NTP finds high exposure to RFR linked to cancer in male rats
The National Toxicology Program (NTP) has released its final reports from studies of rats and mice exposed to high levels of radio frequency radiation (RFR) like that used in 2G and 3G cell phones. NTP found clear evidence that exposed male rats developed cancerous heart tumors and some evidence that exposed male rats developed tumors in the brain and adrenal glands.
For female rats, and male and female mice, the researchers saw equivocal, or uncertain, evidence of associations between exposure to RFR and cancer. The final reports represent the consensus of NTP and an external expert panel who reviewed the studies in March.
The researchers said the results cannot be directly extrapolated to humans, but still provide important information about RFR, previously assumed by many to be safe. The animals received RFR across their whole bodies at levels and durations greater than what people typically experience. They were housed in chambers specifically built for these studies and were exposed intermittently, 10 minutes on and 10 minutes off, for a total of about nine hours a day for most of their natural lifetime.
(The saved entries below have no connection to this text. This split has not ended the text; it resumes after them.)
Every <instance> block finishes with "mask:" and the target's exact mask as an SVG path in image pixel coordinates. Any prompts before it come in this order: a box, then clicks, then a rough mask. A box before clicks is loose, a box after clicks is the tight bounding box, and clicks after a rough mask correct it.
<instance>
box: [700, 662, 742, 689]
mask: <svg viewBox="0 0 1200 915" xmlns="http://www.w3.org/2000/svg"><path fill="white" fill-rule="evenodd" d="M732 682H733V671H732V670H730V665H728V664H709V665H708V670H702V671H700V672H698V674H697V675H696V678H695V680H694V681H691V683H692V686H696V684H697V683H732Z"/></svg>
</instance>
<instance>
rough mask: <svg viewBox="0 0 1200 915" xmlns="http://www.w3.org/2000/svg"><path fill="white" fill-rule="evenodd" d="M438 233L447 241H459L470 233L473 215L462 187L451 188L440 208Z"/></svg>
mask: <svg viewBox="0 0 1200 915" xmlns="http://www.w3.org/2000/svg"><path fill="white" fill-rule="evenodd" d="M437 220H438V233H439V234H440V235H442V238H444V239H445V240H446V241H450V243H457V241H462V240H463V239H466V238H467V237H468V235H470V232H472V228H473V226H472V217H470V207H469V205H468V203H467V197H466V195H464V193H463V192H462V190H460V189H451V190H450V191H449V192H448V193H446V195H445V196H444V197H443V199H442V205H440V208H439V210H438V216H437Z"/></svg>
Additional studies are being planned. (VG)
National Toxicology Program. 2018. Toxicology and carcinogenesis studies in Hsd:Sprague Dawley SD rats exposed to whole-body radio frequency radiation at a frequency (900 MHz) and modulations (GSM and CDMA) used by cell phones. TR 595. Research Triangle Park, NC: National Toxicology Program.
NTP. 2018. Toxicology and carcinogenesis studies in B6C3F1/N mice exposed to whole-body radio frequency radiation at a frequency (1,900 MHz) and modulations (GSM and CDMA) used by cell phones. TR 596. Research Triangle Park, NC: National Toxicology Program.